Under Hofesh's Roof
Hofesh Shechter marries the old and new in the Fiddler on the Roof revival.
Photo by Kyle Froman
Even if you didn’t know that a hot new choreographer has taken the reins at the latest Broadway revival of
Fiddler on the Roof—the fifth in as many decades—the show’s movement-heavy marketing materials would tip you off. The television commercial is a montage of flailing limbs, swirling torsos and flying clothing, accompanied by the thumping rhythms of the song “Tradition.” The print ads feature an image of a speed-blurred, animated Tevye with one hand on a hip and the other in the air, as dynamic as the Nike swoosh. The artwork is even emblazoned in lights on the marquee of the Broadway Theatre, where the beloved show is likely to be dancing for a good long time. Tony-winning director Bartlett Sher, whose revivals of South Pacific and The King and I both honored and refreshed those classics, enlisted the iconoclastic Hofesh Shechter to help him do the same with Fiddler.
Photo by Kyle Froman
It’s been more than half a century since director/choreographer Jerome Robbins nurtured a mega-hit musical from the Yiddish tales
of Sholem Aleichem, and many things have changed. But one thing hasn’t: The newest Fiddler will still feature the iconic bottle dance. “I’m taking the lead from Mr. Robbins,” Shechter says. “Everything he did is great, but not everything is up-to-date.”
In general, productions of
Fiddler are contractually required to reproduce the original choreography; but Shechter has been granted permission to make alterations in both the dance steps and the dance music. When asked if he will be doing the show-stopping Act One finale, in which bottles of wine sit precariously atop the traditional hats of men dancing at a Jewish wedding in Czarist Russia, he exclaims, “Oh, yeah”—in a tone that implies he would have to be a madman to leave it out. “But I’m trying to take it into my own world,” he adds. “I don’t think about it too much, to be honest. It’s not the kind of thing that I think is healthy to think about. I have this great group of dancers, and we’re doing something that happens now, in our world….Dance is energy, it is about sort of purifying an energy.”
Photo by Kyle Froman
The Israeli-born Shechter, descended from Eastern European Jews like those memorialized in
Fiddler, knew the show only from the 1971 Norman Jewison film. Shechter never pictured himself choreographing a Broadway musical. In fact, choreography of any kind was in no sense an obvious path for him. Switching his allegiance between music and dance, performing with a youth folk dance group and the celebrated Batsheva Dance Company, moving among Israel, France and England, he was, he says, “like a lost particle.

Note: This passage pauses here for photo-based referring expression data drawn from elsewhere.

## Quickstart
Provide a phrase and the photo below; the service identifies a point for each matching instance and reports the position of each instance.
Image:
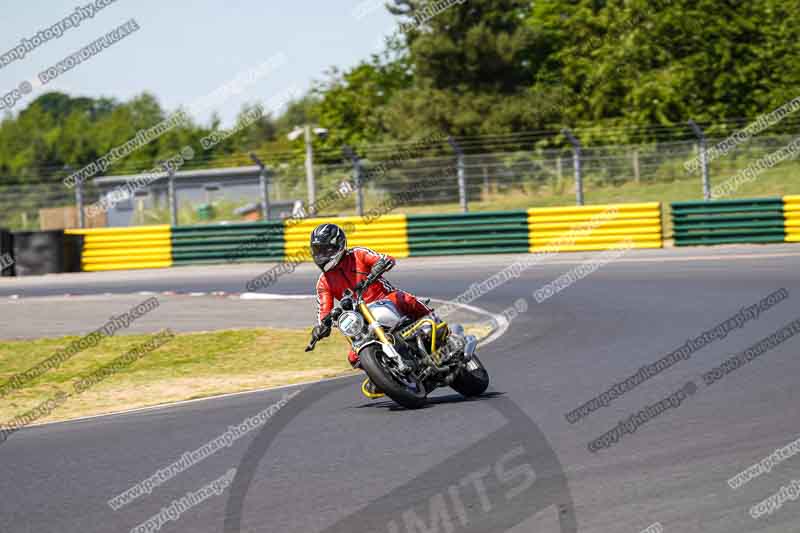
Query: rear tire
(395, 390)
(471, 383)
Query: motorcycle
(406, 359)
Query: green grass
(191, 365)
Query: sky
(201, 54)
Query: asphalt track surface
(329, 461)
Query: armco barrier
(791, 213)
(386, 234)
(46, 252)
(6, 252)
(125, 248)
(221, 243)
(469, 233)
(594, 227)
(728, 221)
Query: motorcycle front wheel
(410, 394)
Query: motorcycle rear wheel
(388, 383)
(471, 383)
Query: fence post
(262, 182)
(703, 158)
(576, 159)
(357, 175)
(173, 200)
(462, 181)
(78, 198)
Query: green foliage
(477, 68)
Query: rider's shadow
(432, 401)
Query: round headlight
(351, 323)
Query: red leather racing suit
(354, 267)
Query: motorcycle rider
(343, 268)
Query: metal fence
(443, 183)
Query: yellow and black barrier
(595, 227)
(791, 218)
(125, 248)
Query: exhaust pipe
(469, 347)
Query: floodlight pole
(262, 182)
(576, 160)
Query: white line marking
(271, 296)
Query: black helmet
(328, 243)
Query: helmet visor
(323, 253)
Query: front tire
(394, 389)
(471, 383)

I was searching for what I actually wanted to do in this life.” With the Hofesh Shechter Company, which he formed in England in 2008, he managed to combine his love for music and for dancing—composing his own scores for his own choreography. Although Fiddler is not the first time he’s been constrained by a ready-made score, he admits that it presents him with “a very different challenge.” And it’s a challenge he welcomes. “When I put my own show together,” he says, “the responsibility is huge. The music, the concept, the structure, the content, the movement—it’s a lot. It’s kind of nice sometimes to have to work in a context where the structure and the music, the story and the content, are all there, and I’m trying to fit into it. From my world, but fit into it. It’s a different type of creation.”

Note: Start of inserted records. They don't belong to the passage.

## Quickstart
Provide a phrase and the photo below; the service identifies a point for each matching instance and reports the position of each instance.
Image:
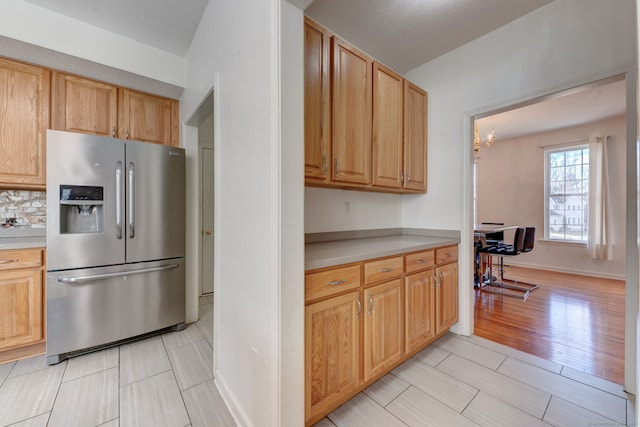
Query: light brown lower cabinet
(21, 298)
(383, 328)
(332, 352)
(363, 319)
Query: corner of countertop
(23, 237)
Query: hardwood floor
(574, 320)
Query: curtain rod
(567, 144)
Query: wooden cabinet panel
(419, 261)
(20, 258)
(419, 310)
(387, 127)
(330, 282)
(316, 101)
(446, 297)
(149, 118)
(446, 254)
(383, 269)
(383, 328)
(351, 114)
(82, 105)
(20, 307)
(415, 137)
(332, 355)
(24, 119)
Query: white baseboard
(238, 415)
(569, 270)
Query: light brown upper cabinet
(415, 137)
(317, 105)
(24, 119)
(387, 127)
(365, 125)
(89, 106)
(83, 105)
(351, 83)
(149, 118)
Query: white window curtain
(600, 244)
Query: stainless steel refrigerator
(115, 241)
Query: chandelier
(479, 143)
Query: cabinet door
(383, 328)
(415, 137)
(420, 310)
(20, 307)
(149, 118)
(446, 297)
(316, 102)
(24, 119)
(351, 114)
(387, 127)
(332, 342)
(82, 105)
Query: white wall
(327, 209)
(561, 45)
(36, 25)
(259, 294)
(511, 179)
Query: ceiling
(168, 25)
(575, 107)
(402, 34)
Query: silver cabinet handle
(95, 277)
(119, 200)
(132, 222)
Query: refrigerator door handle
(131, 199)
(119, 200)
(95, 277)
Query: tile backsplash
(29, 208)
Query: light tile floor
(470, 381)
(168, 381)
(165, 380)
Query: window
(567, 194)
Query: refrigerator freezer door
(155, 201)
(75, 159)
(98, 306)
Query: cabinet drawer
(419, 261)
(329, 282)
(446, 255)
(20, 258)
(389, 268)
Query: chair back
(529, 239)
(518, 240)
(496, 237)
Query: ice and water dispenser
(81, 209)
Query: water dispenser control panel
(81, 209)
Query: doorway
(510, 186)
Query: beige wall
(510, 178)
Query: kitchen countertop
(329, 254)
(22, 238)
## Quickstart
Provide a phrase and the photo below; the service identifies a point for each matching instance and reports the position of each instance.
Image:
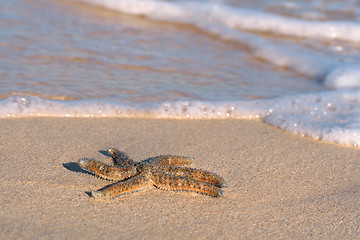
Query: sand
(279, 185)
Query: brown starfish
(164, 172)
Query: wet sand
(278, 185)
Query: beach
(279, 185)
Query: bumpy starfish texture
(164, 172)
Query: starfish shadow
(105, 153)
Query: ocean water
(292, 64)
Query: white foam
(225, 22)
(330, 116)
(343, 76)
(198, 13)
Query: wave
(230, 23)
(330, 116)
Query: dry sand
(279, 185)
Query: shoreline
(279, 185)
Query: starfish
(165, 172)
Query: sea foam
(331, 116)
(237, 24)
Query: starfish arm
(105, 171)
(171, 160)
(120, 158)
(196, 174)
(178, 183)
(134, 184)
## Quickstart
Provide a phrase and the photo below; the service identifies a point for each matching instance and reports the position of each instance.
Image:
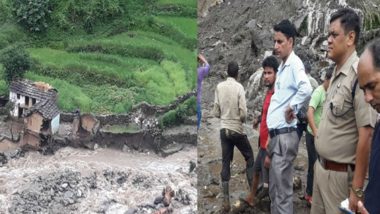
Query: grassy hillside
(134, 52)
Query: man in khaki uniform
(343, 137)
(230, 106)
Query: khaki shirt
(230, 105)
(338, 135)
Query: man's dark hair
(374, 49)
(287, 28)
(233, 69)
(349, 20)
(271, 62)
(329, 72)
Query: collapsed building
(35, 104)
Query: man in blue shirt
(202, 70)
(369, 82)
(292, 89)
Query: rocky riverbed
(100, 181)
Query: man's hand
(289, 115)
(267, 162)
(255, 123)
(361, 208)
(353, 201)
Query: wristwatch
(358, 192)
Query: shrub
(32, 14)
(16, 61)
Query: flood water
(100, 181)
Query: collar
(231, 79)
(288, 60)
(345, 69)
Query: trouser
(283, 150)
(329, 190)
(301, 127)
(199, 115)
(259, 166)
(312, 157)
(228, 143)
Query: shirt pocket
(341, 104)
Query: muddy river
(100, 181)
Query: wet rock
(192, 166)
(183, 197)
(158, 200)
(168, 194)
(131, 211)
(214, 181)
(183, 134)
(171, 149)
(166, 210)
(3, 159)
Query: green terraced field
(103, 72)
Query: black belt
(274, 132)
(335, 166)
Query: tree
(16, 61)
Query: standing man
(203, 69)
(347, 122)
(230, 106)
(314, 117)
(369, 82)
(270, 66)
(302, 113)
(292, 88)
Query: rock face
(242, 31)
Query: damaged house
(36, 103)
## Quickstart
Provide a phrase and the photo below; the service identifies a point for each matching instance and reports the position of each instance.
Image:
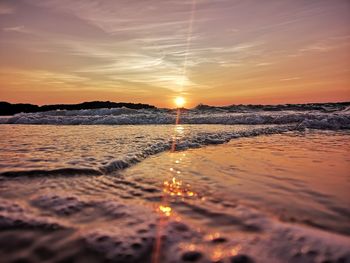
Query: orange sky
(213, 52)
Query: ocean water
(272, 188)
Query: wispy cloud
(6, 8)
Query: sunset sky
(208, 51)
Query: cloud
(19, 29)
(6, 9)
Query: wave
(328, 118)
(199, 140)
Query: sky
(216, 52)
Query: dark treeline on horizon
(7, 108)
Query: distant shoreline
(7, 109)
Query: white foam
(306, 119)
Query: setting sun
(179, 102)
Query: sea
(210, 184)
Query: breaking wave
(322, 118)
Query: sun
(179, 102)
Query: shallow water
(97, 149)
(265, 196)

The thread that runs through his freelance choreography projects, whether theater or opera, is his passion for music. “If I don’t have that connection,” he says, “then it’s not gonna work.” But with Fiddler, there were connections on other levels as well. First, of course, the score—“so beautiful, so good.” And, he adds, “I felt that something about my movement material really gels with it.” Shechter also connected with the narrative: “It’s a story about Jewish people that are not living in their own land,” he says, “so there was a lot of natural connection that I felt very quickly.” In addition, the show’s driving theme, the tension between generations, between tradition and innovation, resonated deeply for a choreographer who entered the dance world through the timeless conventions of folk dance only to land amid the upheaval of contemporary dance. As for his initial hesitation about Broadway, he says, he realized very quickly that if he was ever to do a musical, Fiddler had to be the one. “It took me not more than five seconds to say yes.”